And so, to the point that we care about how clean code is, we only care about that in so far as it has an affect on our end product.

Casey Muratori

I used to care deeply about writing code that was as clean and elegant as possible. Functions should be short, and do one thing only. Don’t repeat yourself. Don’t have functions take more than three parameters. Functional programming has some rather elegant abstractions around manipulating lists of things too, and it was easy to feel proud of expressing a complex transformation, in a few lines of careful crafted maps, filters, and reduces. Yet somewhere is the background of my perceived ‘clean code’ lies the actual problem I am trying to solve, buried under layers and layers of ‘beautiful’ code.
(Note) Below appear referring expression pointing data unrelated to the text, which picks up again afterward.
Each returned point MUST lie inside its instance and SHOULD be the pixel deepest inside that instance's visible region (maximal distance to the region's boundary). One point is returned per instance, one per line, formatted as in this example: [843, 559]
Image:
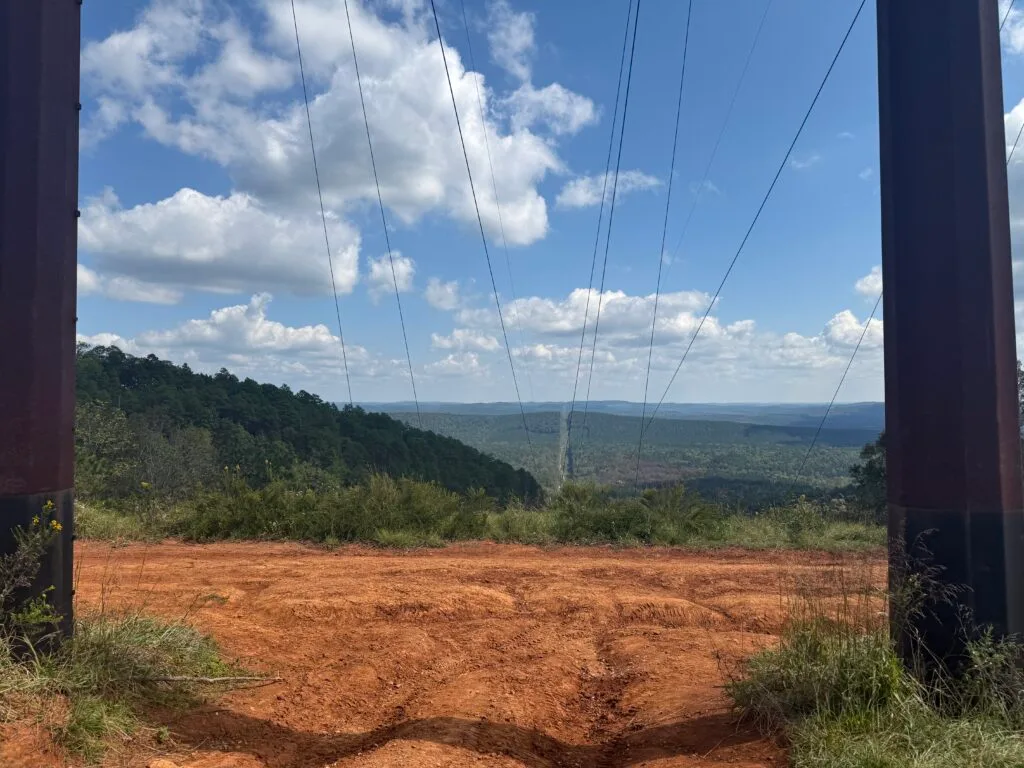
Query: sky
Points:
[201, 238]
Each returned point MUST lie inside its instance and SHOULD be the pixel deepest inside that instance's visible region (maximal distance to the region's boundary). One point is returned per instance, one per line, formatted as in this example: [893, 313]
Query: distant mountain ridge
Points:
[866, 416]
[250, 424]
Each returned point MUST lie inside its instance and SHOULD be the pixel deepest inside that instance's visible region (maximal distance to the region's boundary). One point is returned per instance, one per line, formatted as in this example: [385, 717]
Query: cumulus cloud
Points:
[457, 364]
[870, 284]
[196, 79]
[245, 340]
[622, 314]
[844, 330]
[381, 281]
[217, 244]
[511, 37]
[729, 360]
[806, 162]
[91, 283]
[554, 108]
[586, 190]
[462, 338]
[442, 295]
[1013, 30]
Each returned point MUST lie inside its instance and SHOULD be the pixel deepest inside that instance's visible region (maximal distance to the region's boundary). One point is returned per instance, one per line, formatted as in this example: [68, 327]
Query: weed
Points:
[844, 697]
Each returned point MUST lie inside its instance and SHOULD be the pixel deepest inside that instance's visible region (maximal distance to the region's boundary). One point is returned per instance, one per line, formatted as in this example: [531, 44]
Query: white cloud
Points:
[554, 108]
[844, 330]
[1013, 30]
[381, 281]
[442, 295]
[217, 244]
[196, 79]
[708, 185]
[458, 364]
[586, 190]
[246, 341]
[870, 284]
[463, 338]
[805, 162]
[623, 316]
[729, 360]
[124, 289]
[511, 37]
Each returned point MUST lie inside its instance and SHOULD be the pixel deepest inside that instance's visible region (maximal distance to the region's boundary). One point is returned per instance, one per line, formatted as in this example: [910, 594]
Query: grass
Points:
[406, 513]
[107, 677]
[837, 690]
[97, 521]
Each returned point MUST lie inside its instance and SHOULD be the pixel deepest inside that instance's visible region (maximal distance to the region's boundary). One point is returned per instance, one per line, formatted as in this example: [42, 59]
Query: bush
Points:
[110, 672]
[845, 699]
[820, 668]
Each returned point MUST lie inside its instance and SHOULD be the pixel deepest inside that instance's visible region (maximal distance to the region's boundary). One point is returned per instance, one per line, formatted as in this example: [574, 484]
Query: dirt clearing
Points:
[471, 655]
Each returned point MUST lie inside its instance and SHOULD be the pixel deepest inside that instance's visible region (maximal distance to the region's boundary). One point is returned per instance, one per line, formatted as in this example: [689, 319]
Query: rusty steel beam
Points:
[39, 115]
[951, 415]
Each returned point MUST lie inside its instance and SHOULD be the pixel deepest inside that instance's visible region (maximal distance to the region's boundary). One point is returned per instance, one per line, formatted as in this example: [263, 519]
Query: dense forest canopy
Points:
[251, 426]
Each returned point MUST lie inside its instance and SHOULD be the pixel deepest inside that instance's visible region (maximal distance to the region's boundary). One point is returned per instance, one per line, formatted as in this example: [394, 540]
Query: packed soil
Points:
[472, 655]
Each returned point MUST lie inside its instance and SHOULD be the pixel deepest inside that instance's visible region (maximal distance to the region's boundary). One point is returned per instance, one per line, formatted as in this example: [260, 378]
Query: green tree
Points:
[869, 478]
[869, 475]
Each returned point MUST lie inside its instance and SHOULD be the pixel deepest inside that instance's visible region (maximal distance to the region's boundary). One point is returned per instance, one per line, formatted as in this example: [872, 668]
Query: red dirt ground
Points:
[481, 654]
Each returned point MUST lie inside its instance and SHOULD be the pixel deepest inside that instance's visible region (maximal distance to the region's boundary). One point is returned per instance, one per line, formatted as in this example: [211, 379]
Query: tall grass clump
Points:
[95, 687]
[382, 510]
[402, 512]
[839, 692]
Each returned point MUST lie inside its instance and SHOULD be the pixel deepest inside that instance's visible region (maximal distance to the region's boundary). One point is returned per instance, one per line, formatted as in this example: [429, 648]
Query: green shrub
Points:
[845, 699]
[820, 668]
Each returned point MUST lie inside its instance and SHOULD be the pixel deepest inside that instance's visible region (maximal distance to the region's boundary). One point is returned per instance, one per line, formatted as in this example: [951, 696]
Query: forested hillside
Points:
[222, 421]
[750, 463]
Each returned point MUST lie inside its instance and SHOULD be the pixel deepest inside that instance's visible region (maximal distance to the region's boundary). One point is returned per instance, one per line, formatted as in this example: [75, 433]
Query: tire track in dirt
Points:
[503, 656]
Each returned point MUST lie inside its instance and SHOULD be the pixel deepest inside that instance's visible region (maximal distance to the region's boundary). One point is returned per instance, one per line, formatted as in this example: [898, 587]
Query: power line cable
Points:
[479, 220]
[842, 380]
[320, 195]
[380, 202]
[1016, 141]
[665, 231]
[718, 141]
[757, 215]
[494, 184]
[1007, 14]
[611, 214]
[600, 218]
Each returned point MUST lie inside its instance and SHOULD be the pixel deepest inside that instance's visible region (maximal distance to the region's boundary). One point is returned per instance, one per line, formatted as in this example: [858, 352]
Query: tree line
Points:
[143, 420]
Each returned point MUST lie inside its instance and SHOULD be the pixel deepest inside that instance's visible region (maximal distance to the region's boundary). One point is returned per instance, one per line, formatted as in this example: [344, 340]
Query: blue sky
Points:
[201, 238]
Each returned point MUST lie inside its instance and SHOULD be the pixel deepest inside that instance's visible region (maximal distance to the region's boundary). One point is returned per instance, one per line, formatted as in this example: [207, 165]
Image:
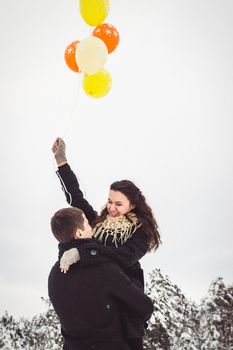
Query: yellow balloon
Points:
[94, 12]
[97, 85]
[91, 55]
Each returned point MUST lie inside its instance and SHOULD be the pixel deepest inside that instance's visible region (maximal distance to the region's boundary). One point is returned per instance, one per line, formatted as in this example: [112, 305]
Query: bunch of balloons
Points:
[89, 55]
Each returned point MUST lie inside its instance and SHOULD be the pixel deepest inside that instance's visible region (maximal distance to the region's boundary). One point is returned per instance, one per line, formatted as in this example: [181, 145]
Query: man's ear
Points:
[78, 234]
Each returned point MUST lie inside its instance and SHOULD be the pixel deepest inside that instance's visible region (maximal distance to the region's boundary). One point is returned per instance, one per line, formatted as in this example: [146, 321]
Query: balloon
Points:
[70, 56]
[91, 55]
[97, 85]
[94, 12]
[109, 34]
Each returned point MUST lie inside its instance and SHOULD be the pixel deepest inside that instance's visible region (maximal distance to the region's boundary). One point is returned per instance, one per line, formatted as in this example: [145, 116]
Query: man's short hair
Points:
[65, 222]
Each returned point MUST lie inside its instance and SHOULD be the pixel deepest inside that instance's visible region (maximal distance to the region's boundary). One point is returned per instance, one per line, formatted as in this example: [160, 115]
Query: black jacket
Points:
[127, 255]
[87, 301]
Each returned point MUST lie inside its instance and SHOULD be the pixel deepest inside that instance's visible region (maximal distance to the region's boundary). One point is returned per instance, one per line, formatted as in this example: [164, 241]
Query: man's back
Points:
[87, 300]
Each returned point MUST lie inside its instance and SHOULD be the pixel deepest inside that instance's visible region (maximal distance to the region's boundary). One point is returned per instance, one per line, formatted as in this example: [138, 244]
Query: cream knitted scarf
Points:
[118, 228]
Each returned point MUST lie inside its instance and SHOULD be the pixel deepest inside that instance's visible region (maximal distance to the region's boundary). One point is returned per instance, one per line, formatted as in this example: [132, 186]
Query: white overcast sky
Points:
[167, 124]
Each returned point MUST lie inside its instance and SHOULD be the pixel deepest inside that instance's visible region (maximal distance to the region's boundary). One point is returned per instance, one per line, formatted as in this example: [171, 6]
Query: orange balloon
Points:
[109, 34]
[70, 56]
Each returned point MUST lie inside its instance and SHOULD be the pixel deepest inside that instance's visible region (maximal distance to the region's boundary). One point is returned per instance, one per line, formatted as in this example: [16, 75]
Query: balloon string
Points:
[72, 111]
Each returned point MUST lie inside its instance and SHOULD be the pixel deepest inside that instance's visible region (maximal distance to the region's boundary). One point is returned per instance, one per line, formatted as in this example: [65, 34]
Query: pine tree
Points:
[216, 317]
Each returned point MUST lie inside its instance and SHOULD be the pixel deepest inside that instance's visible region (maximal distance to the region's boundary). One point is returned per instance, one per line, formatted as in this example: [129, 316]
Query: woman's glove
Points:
[59, 150]
[68, 258]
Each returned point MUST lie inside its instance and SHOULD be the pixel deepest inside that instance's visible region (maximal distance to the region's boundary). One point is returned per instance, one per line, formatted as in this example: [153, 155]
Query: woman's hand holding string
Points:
[59, 150]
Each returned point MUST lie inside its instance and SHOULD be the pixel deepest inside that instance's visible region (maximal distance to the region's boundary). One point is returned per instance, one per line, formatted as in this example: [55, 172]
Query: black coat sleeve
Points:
[125, 291]
[126, 255]
[74, 195]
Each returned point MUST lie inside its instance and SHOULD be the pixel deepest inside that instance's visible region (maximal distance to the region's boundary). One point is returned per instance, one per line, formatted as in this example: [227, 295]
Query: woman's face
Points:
[118, 204]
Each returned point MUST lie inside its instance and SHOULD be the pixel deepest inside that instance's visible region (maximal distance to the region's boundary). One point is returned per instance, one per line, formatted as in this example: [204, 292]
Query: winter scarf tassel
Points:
[119, 228]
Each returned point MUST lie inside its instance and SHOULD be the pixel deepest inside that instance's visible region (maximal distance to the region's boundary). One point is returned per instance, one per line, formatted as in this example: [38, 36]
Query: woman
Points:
[126, 227]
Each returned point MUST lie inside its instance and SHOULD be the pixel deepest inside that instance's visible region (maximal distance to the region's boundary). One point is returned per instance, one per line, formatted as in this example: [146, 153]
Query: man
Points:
[87, 299]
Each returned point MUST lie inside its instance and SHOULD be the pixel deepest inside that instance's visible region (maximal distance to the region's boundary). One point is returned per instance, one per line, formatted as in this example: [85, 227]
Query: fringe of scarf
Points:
[119, 228]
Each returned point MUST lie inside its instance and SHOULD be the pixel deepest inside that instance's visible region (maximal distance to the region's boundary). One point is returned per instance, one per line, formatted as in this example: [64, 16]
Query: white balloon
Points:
[91, 55]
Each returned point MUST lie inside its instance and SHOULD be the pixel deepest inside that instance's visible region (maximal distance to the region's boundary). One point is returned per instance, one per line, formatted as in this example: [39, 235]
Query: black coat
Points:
[127, 255]
[87, 301]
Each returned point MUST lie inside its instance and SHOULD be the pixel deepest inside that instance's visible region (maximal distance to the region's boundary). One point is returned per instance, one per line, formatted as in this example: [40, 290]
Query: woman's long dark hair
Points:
[142, 211]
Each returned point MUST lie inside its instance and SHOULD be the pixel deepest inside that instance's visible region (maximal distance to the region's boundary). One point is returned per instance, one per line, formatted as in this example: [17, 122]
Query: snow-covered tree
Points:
[216, 317]
[174, 319]
[176, 324]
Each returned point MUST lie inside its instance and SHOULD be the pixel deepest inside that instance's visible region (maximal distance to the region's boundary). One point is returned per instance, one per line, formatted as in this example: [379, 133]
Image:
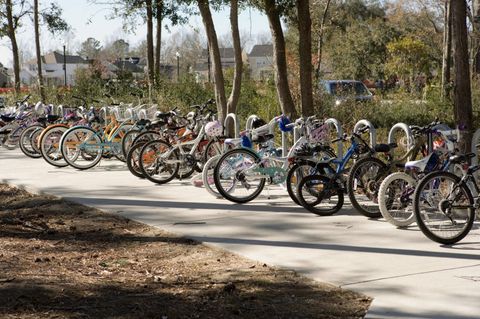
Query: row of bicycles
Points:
[423, 180]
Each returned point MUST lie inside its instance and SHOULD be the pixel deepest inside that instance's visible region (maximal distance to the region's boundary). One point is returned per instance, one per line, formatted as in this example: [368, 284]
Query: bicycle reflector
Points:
[283, 124]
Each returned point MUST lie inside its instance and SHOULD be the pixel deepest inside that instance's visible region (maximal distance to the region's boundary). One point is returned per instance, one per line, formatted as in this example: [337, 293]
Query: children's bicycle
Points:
[445, 204]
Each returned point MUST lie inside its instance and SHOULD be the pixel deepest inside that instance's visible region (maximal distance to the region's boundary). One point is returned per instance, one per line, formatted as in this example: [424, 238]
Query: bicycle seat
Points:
[455, 159]
[143, 122]
[263, 138]
[7, 118]
[42, 120]
[162, 115]
[51, 118]
[385, 148]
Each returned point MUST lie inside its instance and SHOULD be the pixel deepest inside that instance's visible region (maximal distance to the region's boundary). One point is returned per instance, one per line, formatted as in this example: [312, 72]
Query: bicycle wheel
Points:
[133, 159]
[49, 145]
[133, 155]
[363, 182]
[320, 195]
[295, 174]
[127, 140]
[28, 139]
[395, 198]
[81, 147]
[207, 176]
[159, 162]
[13, 138]
[236, 178]
[444, 208]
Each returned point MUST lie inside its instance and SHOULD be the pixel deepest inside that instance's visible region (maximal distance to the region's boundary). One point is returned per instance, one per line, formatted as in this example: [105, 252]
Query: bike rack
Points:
[103, 114]
[475, 141]
[338, 128]
[402, 127]
[250, 119]
[372, 131]
[236, 123]
[59, 110]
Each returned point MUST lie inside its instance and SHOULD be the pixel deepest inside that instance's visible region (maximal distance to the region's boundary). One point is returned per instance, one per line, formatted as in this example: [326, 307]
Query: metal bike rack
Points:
[236, 123]
[104, 114]
[59, 110]
[338, 128]
[250, 120]
[475, 141]
[372, 131]
[402, 127]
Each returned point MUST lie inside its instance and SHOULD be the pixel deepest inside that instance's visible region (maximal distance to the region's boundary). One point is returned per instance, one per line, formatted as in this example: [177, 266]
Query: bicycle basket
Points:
[318, 134]
[214, 129]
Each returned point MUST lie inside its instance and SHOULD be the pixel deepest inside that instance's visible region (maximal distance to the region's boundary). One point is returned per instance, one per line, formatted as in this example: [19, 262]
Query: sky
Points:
[89, 20]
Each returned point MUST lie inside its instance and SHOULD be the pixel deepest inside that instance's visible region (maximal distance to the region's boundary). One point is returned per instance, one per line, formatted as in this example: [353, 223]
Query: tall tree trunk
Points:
[305, 53]
[462, 90]
[447, 50]
[150, 62]
[237, 77]
[13, 40]
[476, 30]
[37, 49]
[215, 57]
[158, 46]
[280, 59]
[320, 41]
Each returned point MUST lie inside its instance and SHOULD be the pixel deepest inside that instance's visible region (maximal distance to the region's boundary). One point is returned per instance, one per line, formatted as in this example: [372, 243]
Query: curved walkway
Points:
[408, 275]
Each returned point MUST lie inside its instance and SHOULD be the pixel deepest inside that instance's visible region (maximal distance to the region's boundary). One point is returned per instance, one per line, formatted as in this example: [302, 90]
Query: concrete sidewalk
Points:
[408, 275]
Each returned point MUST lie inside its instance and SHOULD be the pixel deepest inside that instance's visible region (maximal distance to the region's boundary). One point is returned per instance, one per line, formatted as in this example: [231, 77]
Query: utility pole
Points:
[208, 62]
[65, 64]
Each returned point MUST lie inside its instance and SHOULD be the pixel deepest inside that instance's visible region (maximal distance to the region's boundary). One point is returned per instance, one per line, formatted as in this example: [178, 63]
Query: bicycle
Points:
[243, 170]
[395, 194]
[445, 204]
[323, 192]
[160, 161]
[83, 147]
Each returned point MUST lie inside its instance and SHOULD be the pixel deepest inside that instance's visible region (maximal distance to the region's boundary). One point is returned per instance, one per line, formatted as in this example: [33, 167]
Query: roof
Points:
[58, 58]
[225, 53]
[128, 66]
[262, 50]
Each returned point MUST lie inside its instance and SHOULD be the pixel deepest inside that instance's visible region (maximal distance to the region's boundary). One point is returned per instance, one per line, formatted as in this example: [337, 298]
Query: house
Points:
[203, 66]
[53, 69]
[260, 61]
[4, 77]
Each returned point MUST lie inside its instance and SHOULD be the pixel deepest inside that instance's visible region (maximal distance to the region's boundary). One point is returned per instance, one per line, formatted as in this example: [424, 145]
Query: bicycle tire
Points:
[307, 184]
[357, 178]
[147, 157]
[421, 197]
[218, 176]
[403, 214]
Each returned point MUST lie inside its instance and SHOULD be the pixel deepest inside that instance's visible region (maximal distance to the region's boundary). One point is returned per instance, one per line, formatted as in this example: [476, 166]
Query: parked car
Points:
[344, 90]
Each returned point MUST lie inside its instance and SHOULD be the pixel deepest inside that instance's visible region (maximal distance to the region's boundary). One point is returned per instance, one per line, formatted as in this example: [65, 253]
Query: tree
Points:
[10, 22]
[237, 47]
[150, 55]
[158, 46]
[476, 30]
[274, 12]
[304, 23]
[219, 81]
[320, 40]
[90, 48]
[462, 91]
[52, 17]
[408, 58]
[447, 50]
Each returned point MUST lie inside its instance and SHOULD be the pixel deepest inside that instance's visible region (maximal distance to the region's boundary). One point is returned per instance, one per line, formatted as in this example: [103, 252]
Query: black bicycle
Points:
[445, 205]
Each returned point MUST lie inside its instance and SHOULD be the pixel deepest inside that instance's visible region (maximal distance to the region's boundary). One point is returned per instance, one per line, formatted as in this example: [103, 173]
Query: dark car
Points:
[344, 90]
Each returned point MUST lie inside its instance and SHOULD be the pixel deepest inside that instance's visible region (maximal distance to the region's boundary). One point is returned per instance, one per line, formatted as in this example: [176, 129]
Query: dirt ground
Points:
[63, 260]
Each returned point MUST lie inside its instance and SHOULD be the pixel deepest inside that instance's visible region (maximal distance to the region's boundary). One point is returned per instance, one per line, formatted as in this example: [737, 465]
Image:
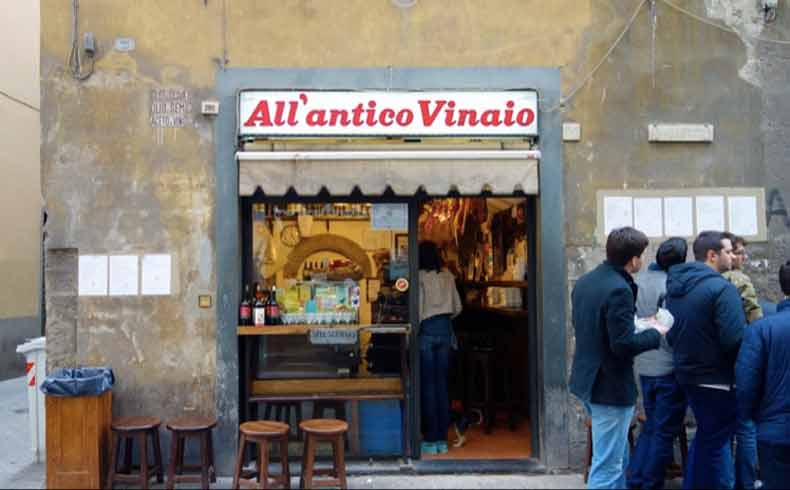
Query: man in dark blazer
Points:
[602, 376]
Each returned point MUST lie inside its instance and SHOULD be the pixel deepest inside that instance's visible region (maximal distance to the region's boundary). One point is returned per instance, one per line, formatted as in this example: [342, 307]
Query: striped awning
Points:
[405, 172]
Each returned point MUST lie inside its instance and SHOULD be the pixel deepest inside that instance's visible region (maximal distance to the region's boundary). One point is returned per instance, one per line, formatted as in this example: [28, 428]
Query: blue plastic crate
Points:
[380, 428]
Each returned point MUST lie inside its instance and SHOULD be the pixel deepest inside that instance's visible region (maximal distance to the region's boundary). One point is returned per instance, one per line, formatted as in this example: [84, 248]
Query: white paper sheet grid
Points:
[649, 216]
[617, 212]
[743, 215]
[92, 275]
[710, 213]
[678, 216]
[124, 275]
[156, 274]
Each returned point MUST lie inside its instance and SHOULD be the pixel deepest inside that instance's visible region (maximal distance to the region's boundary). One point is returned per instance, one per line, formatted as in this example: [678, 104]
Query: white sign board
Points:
[156, 272]
[297, 113]
[389, 217]
[618, 212]
[743, 215]
[92, 275]
[648, 216]
[710, 213]
[124, 275]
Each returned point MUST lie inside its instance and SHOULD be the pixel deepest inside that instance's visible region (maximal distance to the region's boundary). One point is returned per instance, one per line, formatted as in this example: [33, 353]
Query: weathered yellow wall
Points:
[114, 184]
[20, 189]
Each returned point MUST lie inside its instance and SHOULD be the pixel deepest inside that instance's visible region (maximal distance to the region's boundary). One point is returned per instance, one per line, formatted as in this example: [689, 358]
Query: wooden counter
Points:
[305, 329]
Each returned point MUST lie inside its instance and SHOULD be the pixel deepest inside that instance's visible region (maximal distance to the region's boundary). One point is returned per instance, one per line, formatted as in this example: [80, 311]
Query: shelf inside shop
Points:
[402, 328]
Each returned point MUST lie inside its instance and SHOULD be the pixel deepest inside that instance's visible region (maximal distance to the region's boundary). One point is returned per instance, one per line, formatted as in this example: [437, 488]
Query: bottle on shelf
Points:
[259, 309]
[245, 308]
[272, 308]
If the way you look at code is that you think of it as messy or clean, that is a very bad habit in my opinion.

Casey Muratori

Enter Casey Muratori (of Handmade Hero fame) and his paradigm-shifting rant on why seeing code as messy or clean is a really bad habit. 1 His perspective was different and refreshing, and reminded me that code is merely a tool that we use to solve problems, and that our job is to solve those problems, not write ‘clean’ code. I’d summarize his salient points as follows:

It’s easy to gravitate towards the path of least resistance, and focus on things that are superficial, under the belief that they are more useful than they actually are. It’s far harder to focus on what actually matters.


  1. I highly recommend watching the whole lecture What Programming is Never About, by Abner Coimbre. It’s thanks to him that I actually heard Casey’s opinion on clean code.